Charles Tamkó Sirató was born 105 years ago and died 30 years ago. In 1965, i.e. 45 years ago, he compiled his memories of the history, background and follow-up of The Dimensionist Manifesto, published in Paris in 1936.

Although in 1936 the most prominent artists supported his Dimensionist art theory, it remained virtually unknown in Hungary and it gradually fell into obscurity in France. The main reason for this is that shortly after the manifesto was published Tamkó Sirató had to return to Hungary from Paris and that after World War II broke out he could not leave Hungary, where his innovative ideas were not received positively. Indeed, the implementation of his large-scale plan outlined in The Dimensionist Manifesto was unimaginable from behind the Iron Curtain. He hoped until his death that Album I of Dimensionism (Non-Euclidean Arts), the manuscript of which he distributed among his admirers, would be published.

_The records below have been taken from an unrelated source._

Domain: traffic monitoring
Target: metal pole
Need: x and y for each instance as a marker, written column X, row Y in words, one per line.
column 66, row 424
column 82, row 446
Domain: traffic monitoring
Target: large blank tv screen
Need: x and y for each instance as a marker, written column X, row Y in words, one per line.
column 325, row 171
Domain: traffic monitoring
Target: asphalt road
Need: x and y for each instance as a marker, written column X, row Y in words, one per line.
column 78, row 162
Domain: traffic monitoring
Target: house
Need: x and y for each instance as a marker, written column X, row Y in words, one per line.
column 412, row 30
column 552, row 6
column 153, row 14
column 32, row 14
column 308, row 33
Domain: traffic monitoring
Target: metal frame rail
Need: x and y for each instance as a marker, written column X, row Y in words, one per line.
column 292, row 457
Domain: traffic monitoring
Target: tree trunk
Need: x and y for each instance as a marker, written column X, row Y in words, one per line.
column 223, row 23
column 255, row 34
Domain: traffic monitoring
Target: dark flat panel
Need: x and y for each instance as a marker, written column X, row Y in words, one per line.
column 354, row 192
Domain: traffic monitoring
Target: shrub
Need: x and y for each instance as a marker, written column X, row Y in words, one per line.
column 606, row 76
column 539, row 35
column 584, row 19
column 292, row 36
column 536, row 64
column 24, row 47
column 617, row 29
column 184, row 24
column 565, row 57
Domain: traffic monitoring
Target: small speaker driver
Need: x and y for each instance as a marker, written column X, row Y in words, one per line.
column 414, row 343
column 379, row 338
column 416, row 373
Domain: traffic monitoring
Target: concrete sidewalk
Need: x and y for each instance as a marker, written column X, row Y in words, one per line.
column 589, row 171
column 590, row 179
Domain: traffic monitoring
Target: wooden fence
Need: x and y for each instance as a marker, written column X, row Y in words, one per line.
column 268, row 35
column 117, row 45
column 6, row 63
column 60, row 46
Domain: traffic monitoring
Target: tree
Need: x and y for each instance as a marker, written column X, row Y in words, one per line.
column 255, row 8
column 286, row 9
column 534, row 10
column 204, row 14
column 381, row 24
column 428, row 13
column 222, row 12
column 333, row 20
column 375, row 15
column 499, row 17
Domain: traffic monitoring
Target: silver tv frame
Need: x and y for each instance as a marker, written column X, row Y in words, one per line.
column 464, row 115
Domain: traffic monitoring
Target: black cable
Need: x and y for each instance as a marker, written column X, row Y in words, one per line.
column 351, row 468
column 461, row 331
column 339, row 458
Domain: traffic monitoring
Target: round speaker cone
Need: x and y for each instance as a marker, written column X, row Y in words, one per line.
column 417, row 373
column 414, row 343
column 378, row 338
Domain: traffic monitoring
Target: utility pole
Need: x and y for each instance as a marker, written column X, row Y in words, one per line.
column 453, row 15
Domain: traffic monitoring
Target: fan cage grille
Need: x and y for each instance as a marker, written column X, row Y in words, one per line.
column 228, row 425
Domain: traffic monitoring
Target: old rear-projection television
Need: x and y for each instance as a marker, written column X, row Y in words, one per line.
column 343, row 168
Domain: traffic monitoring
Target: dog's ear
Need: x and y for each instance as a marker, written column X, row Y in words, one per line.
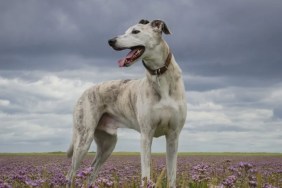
column 143, row 21
column 160, row 26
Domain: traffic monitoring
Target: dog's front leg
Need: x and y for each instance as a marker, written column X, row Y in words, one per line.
column 146, row 143
column 171, row 157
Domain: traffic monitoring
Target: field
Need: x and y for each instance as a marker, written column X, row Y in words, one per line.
column 123, row 170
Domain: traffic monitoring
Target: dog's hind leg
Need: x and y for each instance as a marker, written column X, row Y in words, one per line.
column 171, row 157
column 105, row 145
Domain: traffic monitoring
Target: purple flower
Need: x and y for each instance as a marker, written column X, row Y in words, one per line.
column 230, row 181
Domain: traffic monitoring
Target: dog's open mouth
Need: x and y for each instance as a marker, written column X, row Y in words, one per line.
column 135, row 53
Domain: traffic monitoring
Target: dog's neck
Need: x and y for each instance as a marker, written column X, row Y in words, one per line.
column 167, row 83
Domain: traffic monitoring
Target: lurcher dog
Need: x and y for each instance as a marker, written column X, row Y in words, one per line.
column 154, row 105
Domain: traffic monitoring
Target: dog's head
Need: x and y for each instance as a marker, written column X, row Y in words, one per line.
column 140, row 38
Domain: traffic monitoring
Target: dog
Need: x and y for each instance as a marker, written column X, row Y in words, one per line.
column 154, row 106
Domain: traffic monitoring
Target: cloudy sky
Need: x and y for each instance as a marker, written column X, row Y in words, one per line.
column 230, row 53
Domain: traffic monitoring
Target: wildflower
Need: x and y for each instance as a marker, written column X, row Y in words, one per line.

Artpool and Magyar Műhely wish to pay tribute to the “prophet of Dimensionism” with this book which was recently published after several years of research and includes all the artist’s hitherto unpublished writing, his known and unknown pattern poems, the reconstructed version of his Dimensionist album, believed to have been lost, and – as a supplement – the reprint of the now unavailable edition of Manifeste Dimensioniste, published in Paris in 1936.

Through the personal accounts of the author readers can gain a direct insight into the background and reception of Planism in Hungary in the late 1920’s; the formation of the theory of Planism and the idea of Dimensionism, and into the writing of The Dimensionist Manifesto in Paris in the early 1930’s. The book also tells the story of how the news of the manifesto spread and how it found a following in Duchamp, Picabia, Moholy-Nagy and others. Finally, the volume throws light on the making of Album I of Dimensionism in the early 1960’s, explaining and illustrating Tamkó Sirató’s N+1 theory proclaimed in his Dimensionist manifesto.